Deep Learning at scale: The "torch.distributed" API

In the last post, we went through the basics of Distributed computing and MPI, and also demonstrated the steps of setting up a distributed environment. This post will focus on the practical usage of distributed computing strategies to accelerate the training of Deep learning (DL) models. To be specific, we will focus on one particular distributed training algorithm (namely Synchronous SGD) and implement it using PyTorch’s distributed computing API (i.e., torch.distributed). I will use 4 nodes for demonstration purpose, but it can easily be scaled up with minor changes. This tutorial assumes the reader to have working knowledge of Deep learning model implementation as I won’t go over typical concepts of deep learning.

Types of parallelization strategies :

There are two popular ways of parallelizing Deep learning models:

  1. Data parallelism
  2. Model parallelism

Let’s see what they are.

Model parallelism

Model parallelism refers to a model being split into two parts, i.e., some layers in one part and some in other, then execute it by placing them on different hardwares/devices.

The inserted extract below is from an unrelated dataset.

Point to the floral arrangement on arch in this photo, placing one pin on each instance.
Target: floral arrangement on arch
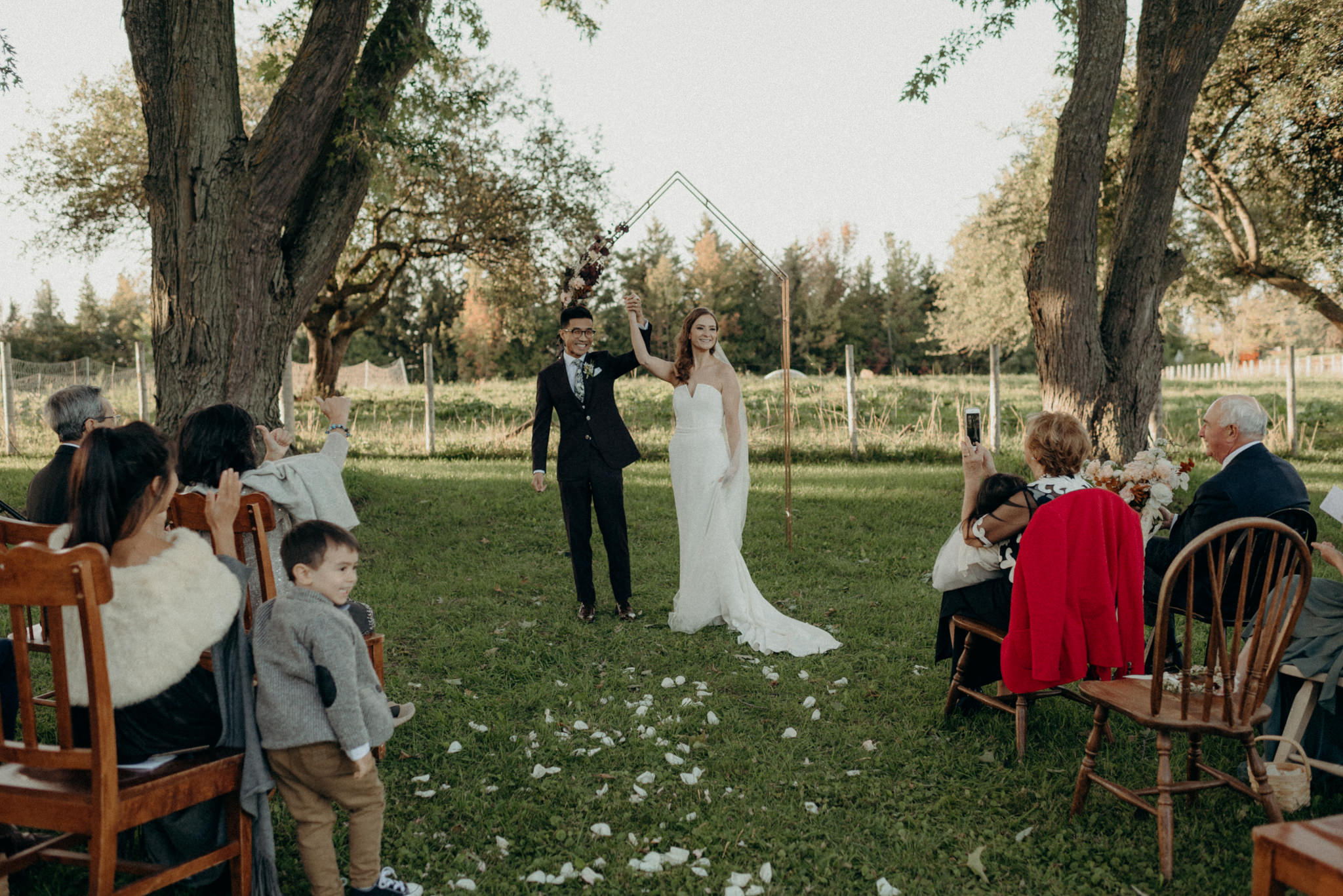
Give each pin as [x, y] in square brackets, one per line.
[576, 284]
[1148, 482]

In this strategy, we typically start with one single piece of data and pass it through the parts one by one. Although placing the parts on different devices does have execution benefits (asynchronous processing of data), it is usually employed to avoid memory constraint. Models with very large number of parameters, which are difficult fit into a single system due to high memory footprint, benefits from this type of strategy.

Data parallelism

Data parallelism, on the other hand, refers to processing multiple pieces (technically batches) of data through multiple replicas of the same network located on different hardwares/devices. Unlike model parallelism, each replica may be an entire network and not a part of it. This strategy, as you might have guessed, can scale up well with increasing amount of data. But, as the entire network has to reside on a single device, it cannot help models with high memory footprints. The illustration above (taken from here) should make it clear.

Practically, Data parallelism is more popular and frequently employed in large organizations for executing production quality DL training algorithms. So, in this tutorial, we will fix our focus on data parallelism.

The torch.distributed API :

Okay ! Now it’s time to learn the tools of the trade - PyTorch’s torch.distributed API. If you remember the lessons from the last post, which you should, we made use of the mpi4py package which is a convenient wrapper on top of original Intel MPI’s C library. Thankfully, PyTorch offers a very similar interface to use underlying Intel MPI library and runtime. Needless to say, being a part of PyTorch, the torch.distributed API has a very elegant and easy-to-use design. We will now see the basic usage of torch.distributed and how to execute it.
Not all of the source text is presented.